Central bank support for financial markets has been one of the defining characteristics of the post-crisis environment. In Europe and Japan, this approach has driven the European Central Bank (ECB) and Bank of Japan (BoJ) to extreme lengths. As we discussed in Macro Insights: A Turning Point in Policy, markets are now questioning the sustainability of this approach and the implications for a market regime that has been very supportive for fixed income markets. In this Global Fixed Income Outlook, we discuss our views on the potential for an inflection point and fixed income strategy.
- In the short term, we think global growth remains modestly positive. The US labor market remains strong, China and Japan are benefitting from fiscal stimulus and the effects from the UK’s vote to exit the European Union (“Brexit”) have so far been relatively modest.
- Over the long term, we are more cautious about the outlook. Central bank policy may be encouraging excessive risk-taking, rising wealth inequality is contributing to political risk and fiscal stimulus adds as much to debt growth as it does to economic growth.
- We currently see no clear catalyst for an inflection point in markets. Our longer-term risk scenarios primarily focus on growing imbalances in China, Japan and Europe. However, when we look at the current outlook for these economies, we see no clear catalyst that is likely to change the market regime that has favored fixed income assets.
- Political risk is likely to be the main source of volatility. Over the next 12 months, the US, France and Germany will all hold elections.
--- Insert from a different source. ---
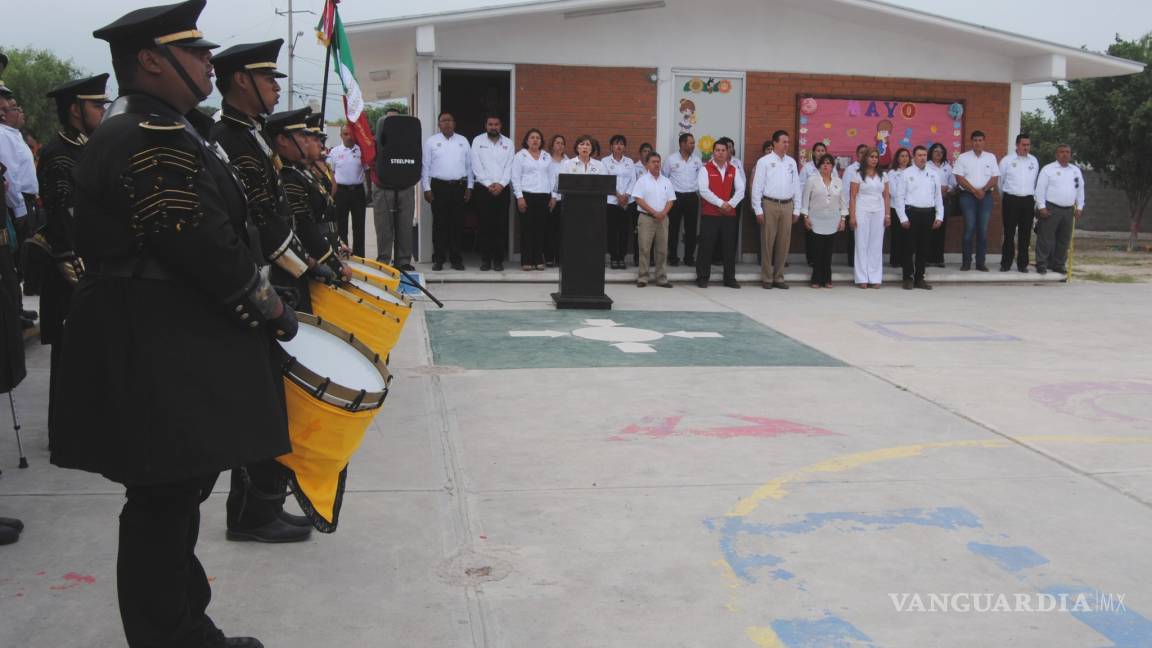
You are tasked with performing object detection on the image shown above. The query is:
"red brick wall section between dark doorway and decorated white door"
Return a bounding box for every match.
[509,65,655,157]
Italy will hold a constitutional referendum with implications for its current government. We think markets are likely to take the US election in stride as long as neither party wins complete control, but the European political backdrop may hold bigger implications.
- We think the goal of fixed income investing in today’s environment is to navigate the differences in the short- and long-term outlooks. In our view, the relatively positive short-term outlook favors maintaining exposure to higher-yielding sectors of the fixed income market. However, given the long-term risks, we prefer strategies that combine long and short exposures with the goal of preserving yield and upside potential while hedging against the risk of systemic changes in spreads or interest rates.